What Happened
- The ongoing West Asia conflict has disrupted LNG (liquefied natural gas) supply chains, casting uncertainty over India's planned flexible gas-based power plants that were intended to balance intermittent renewable energy.
- Flexible gas plants are designed to ramp up rapidly when solar and wind generation falls short — but with LNG supplies from Qatar and the Gulf region facing shipping disruptions through the Strait of Hormuz, fuel availability has become unreliable.
- The government is exploring alternatives including compressed biogas (CBG), enhanced ethanol blending, expanded pumped storage hydro, and battery energy storage systems (BESS) to provide grid-balancing capacity.
- Prime Minister Modi convened a meeting with state chief ministers to review alternative fuel strategies, emphasising ethanol blending, piped natural gas (PNG), and GOBARdhan (compressed biogas from organic waste).
- India had already achieved approximately 20% ethanol blending in petrol by early 2025, ahead of the original 2025 target.
Static Topic Bridges
Flexible Gas Plants and Grid Balancing
As India scales up solar and wind capacity (targeting 500 GW of non-fossil energy by 2030), the grid faces a "duck curve" problem — excess generation midday and sharp ramps in the evening when solar falls off. Flexible gas-fired power plants, which can start and stop within minutes, were identified as a key tool to manage this variability.
- India had planned approximately 25,000 MW of new gas-based capacity to complement renewables, subject to gas availability and pricing.
- Natural gas accounts for about 6–7% of India's primary energy mix — well below the global average of ~25%.
- India imports approximately 45–50% of its gas requirements as LNG, with Qatar being the largest single supplier (under long-term contracts with Petronet LNG).
Connection to this news: LNG supply disruptions from the Strait of Hormuz make flexible gas plants unreliable as a backstop, forcing India to reconsider the grid balancing strategy entirely.
GOBARdhan and Compressed Biogas (CBG)
GOBARdhan (Galvanizing Organic Bio-Agro Resources Dhan) is a government scheme under the Ministry of Jal Shakti that converts cattle dung and agricultural waste into compressed biogas and bio-slurry (organic fertilizer). CBG is a domestic, renewable substitute for natural gas.
- As of early 2026, India had 189 functional CBG plants and 979 community/cluster biogas plants under GOBARdhan.
- The government targets 5,000 CBG plants by 2025 under the SATAT (Sustainable Alternative Towards Affordable Transportation) initiative.
- CBG has the same calorific value as CNG and can be blended into the natural gas grid or used directly in transport.

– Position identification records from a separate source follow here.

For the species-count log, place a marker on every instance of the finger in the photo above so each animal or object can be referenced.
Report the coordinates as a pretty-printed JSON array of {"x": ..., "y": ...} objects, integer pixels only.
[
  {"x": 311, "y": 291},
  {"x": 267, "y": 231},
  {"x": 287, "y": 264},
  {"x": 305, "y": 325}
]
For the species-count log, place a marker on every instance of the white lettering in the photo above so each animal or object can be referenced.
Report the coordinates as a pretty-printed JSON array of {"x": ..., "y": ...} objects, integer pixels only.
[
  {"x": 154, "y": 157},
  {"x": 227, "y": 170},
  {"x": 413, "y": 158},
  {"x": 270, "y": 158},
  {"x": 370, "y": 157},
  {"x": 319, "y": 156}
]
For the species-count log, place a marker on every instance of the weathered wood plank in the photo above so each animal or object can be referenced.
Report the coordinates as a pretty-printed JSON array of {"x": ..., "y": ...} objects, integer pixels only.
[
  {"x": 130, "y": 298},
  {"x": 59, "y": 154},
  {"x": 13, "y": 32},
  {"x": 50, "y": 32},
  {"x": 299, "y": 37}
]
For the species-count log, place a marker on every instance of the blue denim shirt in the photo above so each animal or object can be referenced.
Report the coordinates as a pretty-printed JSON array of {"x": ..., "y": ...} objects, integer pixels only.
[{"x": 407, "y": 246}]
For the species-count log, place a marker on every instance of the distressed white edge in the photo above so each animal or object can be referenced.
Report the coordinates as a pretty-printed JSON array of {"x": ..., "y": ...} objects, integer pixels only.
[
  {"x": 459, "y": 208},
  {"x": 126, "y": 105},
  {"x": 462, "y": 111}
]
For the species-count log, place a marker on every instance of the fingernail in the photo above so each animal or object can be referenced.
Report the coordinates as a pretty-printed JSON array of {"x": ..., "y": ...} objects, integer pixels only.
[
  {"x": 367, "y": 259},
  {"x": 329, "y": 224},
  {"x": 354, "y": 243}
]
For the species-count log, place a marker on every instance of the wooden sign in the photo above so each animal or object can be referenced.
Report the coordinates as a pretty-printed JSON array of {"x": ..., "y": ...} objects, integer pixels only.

Connection to this news: GOBARdhan offers India a geopolitically insulated gas alternative — produced domestically from agricultural waste — reducing dependence on imported LNG during supply emergencies.
Pumped Storage Hydro and Battery Energy Storage Systems (BESS)
For grid balancing without fossil fuels, India is accelerating pumped storage hydro (PSH) and BESS deployment as alternatives to gas peakers.
- India has approximately 4,745 MW of installed pumped storage hydro capacity, with plans to add 40–50 GW by 2032 under the National Electricity Plan.
- BESS allows rapid discharge (within milliseconds) to manage grid frequency and handle short-duration demand spikes.
- The Ministry of Power's Renewable Energy (Promoting Grid Scale Battery Energy Storage Systems) Rules, 2022, mandate BESS integration alongside new renewable projects.
Connection to this news: The West Asia conflict creates an opportunity to pivot away from gas-dependent grid balancing toward storage-first solutions — aligning energy security with the clean energy transition.
Key Facts & Data
- India's LNG import dependence: ~45–50% of total gas consumption.
- Largest LNG supplier: Qatar (Petronet LNG long-term contracts).
- Ethanol blending in petrol: ~20% achieved by early 2025 (E20 target).
- GOBARdhan functional CBG plants: 189 as of early 2026; target 5,000 under SATAT.
- Installed pumped storage hydro: ~4,745 MW; target 40–50 GW by 2032.
- India's renewable energy target: 500 GW non-fossil capacity by 2030.
- Natural gas share in India's energy mix: ~6–7% (global average ~25%).